骨盤・腹部の大手術後の回復経過に対する術前アミノフィリンの効果:無作為化比較二重盲式試験

覚醒.png・本研究では、異なる用量のアミノフィリンによる前投薬が、全身麻酔後の回復経過に及ぼす影響を比較した。

・骨盤・腹部の手術を予定している 45 名の患者を 3 群に分けた。全身麻酔導入 30 分前に C 群:100ml の生食を静注、A1 群:アミノフィリン 2mg/kg を静注、A2 群:アミノフィリン 4mg/kg を静注した。人口統計学的データ、ASAーPS、麻酔および手術時間、心拍数、平均動脈血圧、プロポフォール投与量、フェンタニル投与量、麻酔導入後に BIS(48±2)に到達するまでの時間およびセボフルラン麻酔中止後に 80 に到達するまでの時間、意識回復および抜管、麻酔回復室退室までの時間、アミノフィリンの副作用などを記録した。

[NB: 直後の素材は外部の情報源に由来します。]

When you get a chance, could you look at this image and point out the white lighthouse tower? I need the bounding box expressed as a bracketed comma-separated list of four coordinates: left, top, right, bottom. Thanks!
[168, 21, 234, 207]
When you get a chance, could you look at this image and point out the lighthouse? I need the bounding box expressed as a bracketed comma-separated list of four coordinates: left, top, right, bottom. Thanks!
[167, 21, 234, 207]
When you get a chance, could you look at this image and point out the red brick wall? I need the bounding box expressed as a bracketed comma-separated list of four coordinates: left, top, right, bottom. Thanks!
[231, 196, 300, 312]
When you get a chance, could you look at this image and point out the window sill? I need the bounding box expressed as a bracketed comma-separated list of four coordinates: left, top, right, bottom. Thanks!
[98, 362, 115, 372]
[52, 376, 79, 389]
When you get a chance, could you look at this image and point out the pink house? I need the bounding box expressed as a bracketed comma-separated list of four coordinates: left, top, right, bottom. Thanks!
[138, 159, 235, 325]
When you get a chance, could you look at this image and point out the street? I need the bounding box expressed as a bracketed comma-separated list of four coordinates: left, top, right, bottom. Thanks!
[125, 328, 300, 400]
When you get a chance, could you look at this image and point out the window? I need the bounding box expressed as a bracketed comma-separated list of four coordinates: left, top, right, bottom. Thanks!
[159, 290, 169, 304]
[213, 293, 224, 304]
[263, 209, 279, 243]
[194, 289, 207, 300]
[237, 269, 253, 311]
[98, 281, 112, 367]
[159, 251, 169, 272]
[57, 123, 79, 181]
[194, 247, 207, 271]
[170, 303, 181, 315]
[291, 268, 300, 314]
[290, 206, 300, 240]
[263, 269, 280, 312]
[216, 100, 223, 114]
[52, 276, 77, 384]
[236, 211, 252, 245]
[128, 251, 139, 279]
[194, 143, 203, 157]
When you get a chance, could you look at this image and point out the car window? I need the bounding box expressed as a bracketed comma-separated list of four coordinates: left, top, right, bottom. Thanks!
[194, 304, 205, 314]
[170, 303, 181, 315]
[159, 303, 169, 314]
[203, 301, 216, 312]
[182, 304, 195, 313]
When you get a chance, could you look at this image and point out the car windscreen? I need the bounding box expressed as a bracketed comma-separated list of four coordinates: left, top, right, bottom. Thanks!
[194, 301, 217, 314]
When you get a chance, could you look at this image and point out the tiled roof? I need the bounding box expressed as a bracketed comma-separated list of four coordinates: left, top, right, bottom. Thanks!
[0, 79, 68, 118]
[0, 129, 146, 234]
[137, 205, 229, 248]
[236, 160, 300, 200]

BIS が 48±2 に達するまでの時間は、対照群が A2 群よりも有意に短かった(C 群、A2 群でそれぞれ 70.67±22.50 秒、106.67±34.77 秒、p=0.01)。BIS が 80 に達するまでの時間は、対照群が A1 群および A2 群よりも有意に長かった(C 群、A1 群および A2 群で、それぞれ 5.6±1.40 分、3.5±1.93 分、2.53±1.72分、p<0.01)。意識回復までの時間は、対照群の方がが A1 群、A2 群よりも有意に長かった(C 群、A1 群、A2 群で、それぞれ 8.93±0.92 分、5.6±2.47 分、4.53±3.33 分、p<0.01)。抜管時間は、対照群が A1 群、A2 群よりも有意に遅かった(C 群、A1 群、A2 群で、それぞれ 12.4±1.08 分、7.87±3.27 分、6.6±2.47 分、p<0.01)。

アミノフィリンの前投薬は、全身麻酔下での骨盤・腹部手術後の回復経過を心血管合併症なく向上させた。

アミノフィリンには、覚醒促進効果がある。